Well, that's as good a theory as any. I'll pay a little extra attention to keeping it wet for a few months and see what happens. That is one explanation I never really thought of. I guess it takes an old pro to come up with stuff like that.
Hi Dean
Had the same problem on a 2 foxtails. one i pulled out and the root ball was very small, made some inquieries and did the following, drenched it 4 times with fungicide, built up the spil level and mulched around the trunk, used seaweed extract, did not let the soil dry out, used osmocate exact regularly, did not use blood and bone The next growing season it improved, used fungicide over that period, now it id double the size with very healthy roots and everything is fine, hope this is of some help
Hi Dean - Just found this thread, I had several Howea's with the same problem as MattyB described, and essential used the same cure, up-potted them to 15s and added additional water, that was more than a year ago and the problem has not reoccurred. I also had a D. Lutescens doing the same thing that was in-ground, I added additional H2O and fungicide that was a few months ago, I have not had a new frond collapse ( keeping my fingers crossed).

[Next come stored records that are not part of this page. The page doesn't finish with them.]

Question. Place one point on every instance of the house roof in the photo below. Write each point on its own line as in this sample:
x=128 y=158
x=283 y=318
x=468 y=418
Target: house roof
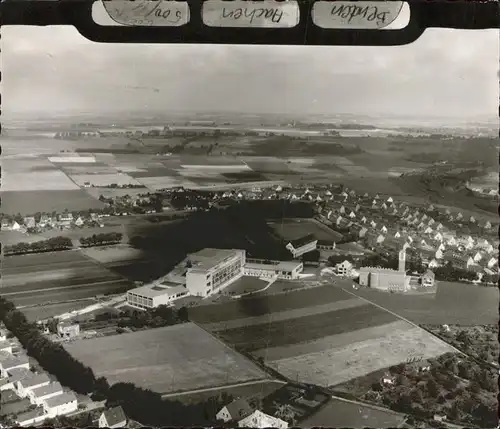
x=35 y=380
x=42 y=391
x=61 y=399
x=302 y=241
x=239 y=409
x=114 y=416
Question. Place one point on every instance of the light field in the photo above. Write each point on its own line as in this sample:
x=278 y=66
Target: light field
x=175 y=358
x=338 y=364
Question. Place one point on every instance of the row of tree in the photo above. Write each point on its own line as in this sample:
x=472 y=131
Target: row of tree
x=101 y=239
x=139 y=404
x=49 y=245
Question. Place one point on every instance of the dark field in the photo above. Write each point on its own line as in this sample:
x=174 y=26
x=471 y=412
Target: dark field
x=342 y=414
x=307 y=328
x=56 y=277
x=453 y=303
x=258 y=306
x=30 y=202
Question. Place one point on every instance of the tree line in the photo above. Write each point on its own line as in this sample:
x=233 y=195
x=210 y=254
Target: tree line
x=101 y=239
x=49 y=245
x=142 y=405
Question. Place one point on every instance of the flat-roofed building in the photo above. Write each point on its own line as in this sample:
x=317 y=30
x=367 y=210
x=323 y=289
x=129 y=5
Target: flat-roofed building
x=211 y=270
x=152 y=296
x=289 y=270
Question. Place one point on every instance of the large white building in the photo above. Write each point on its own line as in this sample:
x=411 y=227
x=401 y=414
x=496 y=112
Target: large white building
x=200 y=274
x=288 y=270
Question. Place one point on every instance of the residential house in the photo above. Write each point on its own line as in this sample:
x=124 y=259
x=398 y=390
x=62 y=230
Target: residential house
x=68 y=330
x=45 y=220
x=30 y=418
x=428 y=278
x=29 y=222
x=6 y=346
x=236 y=410
x=302 y=245
x=39 y=394
x=23 y=387
x=13 y=376
x=113 y=418
x=258 y=419
x=362 y=232
x=60 y=405
x=344 y=268
x=13 y=362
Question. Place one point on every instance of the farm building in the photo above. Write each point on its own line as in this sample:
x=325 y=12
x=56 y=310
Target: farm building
x=68 y=330
x=60 y=405
x=279 y=269
x=302 y=245
x=236 y=410
x=113 y=418
x=258 y=419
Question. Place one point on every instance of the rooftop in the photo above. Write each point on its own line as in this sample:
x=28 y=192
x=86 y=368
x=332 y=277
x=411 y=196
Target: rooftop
x=47 y=390
x=61 y=399
x=35 y=380
x=208 y=258
x=114 y=416
x=154 y=290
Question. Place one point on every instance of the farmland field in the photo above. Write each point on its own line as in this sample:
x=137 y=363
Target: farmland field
x=341 y=413
x=176 y=358
x=321 y=335
x=291 y=229
x=30 y=202
x=56 y=277
x=453 y=303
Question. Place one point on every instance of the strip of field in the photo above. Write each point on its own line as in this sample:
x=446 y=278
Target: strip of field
x=259 y=306
x=342 y=413
x=340 y=364
x=329 y=342
x=175 y=358
x=29 y=202
x=283 y=315
x=306 y=328
x=50 y=310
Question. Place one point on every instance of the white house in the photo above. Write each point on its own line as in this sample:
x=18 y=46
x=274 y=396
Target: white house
x=30 y=418
x=236 y=410
x=39 y=394
x=13 y=362
x=24 y=386
x=258 y=419
x=113 y=418
x=60 y=405
x=344 y=268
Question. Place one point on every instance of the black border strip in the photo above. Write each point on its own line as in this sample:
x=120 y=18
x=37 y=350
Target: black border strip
x=464 y=14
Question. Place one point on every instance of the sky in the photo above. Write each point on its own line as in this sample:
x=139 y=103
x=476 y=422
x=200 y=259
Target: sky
x=446 y=73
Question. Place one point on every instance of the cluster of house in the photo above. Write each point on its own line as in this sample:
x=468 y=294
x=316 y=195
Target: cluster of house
x=47 y=398
x=62 y=221
x=240 y=413
x=436 y=245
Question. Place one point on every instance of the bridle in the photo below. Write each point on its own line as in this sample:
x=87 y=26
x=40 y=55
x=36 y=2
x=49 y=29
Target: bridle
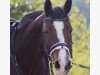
x=54 y=47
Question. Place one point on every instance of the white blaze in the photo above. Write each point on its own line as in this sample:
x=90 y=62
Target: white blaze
x=59 y=26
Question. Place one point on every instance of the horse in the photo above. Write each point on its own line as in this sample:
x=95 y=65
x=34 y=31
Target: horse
x=40 y=37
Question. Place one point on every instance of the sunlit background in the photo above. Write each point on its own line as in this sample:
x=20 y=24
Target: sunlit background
x=80 y=20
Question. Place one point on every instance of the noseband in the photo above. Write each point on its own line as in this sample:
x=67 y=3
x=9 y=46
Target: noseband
x=58 y=46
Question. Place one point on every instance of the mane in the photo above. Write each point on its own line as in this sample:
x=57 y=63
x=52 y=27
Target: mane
x=58 y=13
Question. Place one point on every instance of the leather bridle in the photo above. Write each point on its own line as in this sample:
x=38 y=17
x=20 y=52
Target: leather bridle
x=54 y=47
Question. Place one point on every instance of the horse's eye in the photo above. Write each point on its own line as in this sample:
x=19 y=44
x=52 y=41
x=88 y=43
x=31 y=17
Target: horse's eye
x=45 y=32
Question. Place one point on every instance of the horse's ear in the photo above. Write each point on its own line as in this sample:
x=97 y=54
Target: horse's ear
x=67 y=6
x=48 y=7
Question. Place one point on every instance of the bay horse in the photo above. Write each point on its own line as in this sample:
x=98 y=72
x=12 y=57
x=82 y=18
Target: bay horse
x=40 y=37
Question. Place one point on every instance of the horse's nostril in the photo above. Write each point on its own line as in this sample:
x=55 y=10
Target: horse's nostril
x=57 y=65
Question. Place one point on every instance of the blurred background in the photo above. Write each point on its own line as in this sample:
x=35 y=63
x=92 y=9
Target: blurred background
x=80 y=20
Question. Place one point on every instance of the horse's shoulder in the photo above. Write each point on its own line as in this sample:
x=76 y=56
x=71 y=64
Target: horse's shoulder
x=28 y=18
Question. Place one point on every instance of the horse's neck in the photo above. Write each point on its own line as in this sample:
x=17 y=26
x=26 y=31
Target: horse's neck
x=29 y=49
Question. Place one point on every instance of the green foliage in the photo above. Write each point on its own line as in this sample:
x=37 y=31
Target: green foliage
x=80 y=34
x=81 y=42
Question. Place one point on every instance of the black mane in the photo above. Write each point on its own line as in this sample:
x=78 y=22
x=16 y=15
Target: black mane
x=58 y=13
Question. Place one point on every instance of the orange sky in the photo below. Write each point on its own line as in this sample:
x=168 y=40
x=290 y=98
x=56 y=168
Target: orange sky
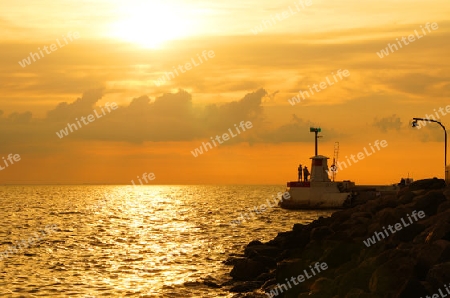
x=228 y=74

Thanks for reminding me. I was going to take and post some pics.

I have been more careful about giving extra water to these plants, and " lo and behold" the problem seems to have gone away.

I'll try and get some pics here soon.
My gulubia costata has been doing the same thing for over a year now. I water it every second day and it is mulched heavily, so I doubt that it is lack of water. It has been grown in pots for years before that though. The smaller one next to it, never has the problem. It receive the same treatment as the first one. Although, we do have very strong wind here.